И хотя бекон мешал ассоциативно-творческому полёту мысли, всё же многое открывалось и без усилий. Например, очевидно, что в цикле мифов о праотцах все предки рождались в результате непорочного зачатия. Вот, прародительница иньцев случайно проглотила яйцо священной Пурпурной Птицы, а мать чжоусца стопой попала в след Великана. А рождение бога так же мучительно, как и любое рождение? И всё же параллельно с живым интересом, который я проявлял к китайскому непорочному зачатию, тихо зудело под ложечкой.
– Я думаю, вы знаете, с чем я к вам пришёл, – с вызовом сказал я, подловив Виктора Степановича у входа в класс.
Было сумрачно, кажется, что дождь лил прямо в мастерской и смывал характеристики его лица. Или он прикрывался дождём, скрывая их самостоятельно… Невероятно нечитаемым существовало его лицо в том тускло-родном коридоре Монмартра.
– Не знаю. Продолжайте, – без всякого дьяволизма произнёс он.
Сложно было разобрать, куда он смотрит: не то в глаза, не то в переносицу, что создаёт японский эффект, как будто в глаза. И как же мне захотелось отменить своё решение, выбросить «свободы», перформансы, писания на полу и прочие глупости! Как же мне хотелось ляпнуть какую-нибудь чушь, затем замяться и остаться, но озарившись вспышкой этой человеческой слабости, я тут же метнулся к принятому решению.
– Полагаю, мне стоит уйти из школы. Хотел поблагодарить вас, Виктор Степанович, за прекрасные годы обучения, – сказал я, чувствуя ком в горле.
– Всего хорошего, Бажен, – коротко ответил он, едва заметно наклонив голову вперёд.

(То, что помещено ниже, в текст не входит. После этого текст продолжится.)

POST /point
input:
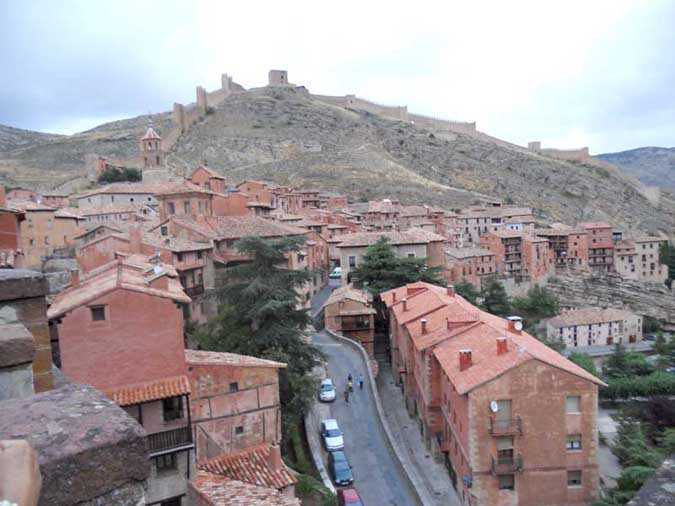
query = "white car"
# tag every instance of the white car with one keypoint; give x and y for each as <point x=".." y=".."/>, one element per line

Это был не кивок дружбы, не знак дистанции или субординации, это было что-то глубоко затаённое и тут же похороненное в самом себе за неясностью обстоятельств. Признаться, я до сих пор теряюсь в догадках: как мне довелось пойти на такой шаг, что значил тот кивок, как ко мне относился Ерошевич и чего он хотел? Накрутить себя от начала и до конца я не мог, ведь он не подал руки. Вероятно, что-то присовокупил или сгустил краски, однако, несмотря на это, одно зерно во всей истории было явно истинным и подтверждалось наблюдениями со стороны – его отношение ко мне отличалось от отношения к другим.
Отойдя от двери, я испытал замедление. Может, мне хотелось нырнуть в подвал, зарыться там среди фигур, рам и паутин, надышаться этим воздухом со вкусом сырости и красок и уснуть? Всё вокруг как будто находилось в таком же замедленном состоянии. Да так явно, что в пространстве рисовался тормозной путь: стены, плафоны, гардины, гугеноты, треугольники туалетов, плинтуса, форточки, сам дождь – всё сбросило скорость и волочилось медленно и бессильно, пытаясь уцепиться за мои плечи и повиснуть на них. И как же устрашающе покойно мне было в те минуты последнего и безвозвратного ухода из мастерской… И как же угрожающе роскошно было ощущать себя лишённым «я» в этом заторможенном вакууме, где одна форма перетекает в другую, меняя личину, а та в третью, и разницы между мной и плафоном отнюдь никакой, потому что в следующее мгновение (несравненно долгое) судьба (или природа вещей?) велит перевернуться треугольником юбочкой вниз, остриё направив к пасмурным небесам…
На улице замедление не рассеялось. Наоборот, от большого множества разномастных элементов скорость не просто сбросилась, а сравнялась с нулём, и реальность, как фотография, замерла и покрылась матовым ламинатором, избавившим её от внезапных и отвлекающих бликов. Состояние это не было особо уютным, но уныния тоже не нагоняло. Да и на кого нагонять тоску, когда «я» исчезло? Зато натурой тогда сам бог велел стать, и репейником, и парламентом во рту, и булочницей, торгующей святым и бескровным хлебом насущным. Pars pro toto. Умявши булочку с изюмом, я более или менее вернулся к «я», перестав себя чувствовать всем окружающим, и решил, что нельзя отпускать пойманный дух времени и пора бы сделать что-то значительное, чтоб Вселенная меня заметила. Вот прям так прошлась звёздно-солнечным лучом и остановилась на мне. А я ей с улыбкой махнул и крикнул, будто она сомневается: «Играем-играем! Чего ж не поиграть-то!»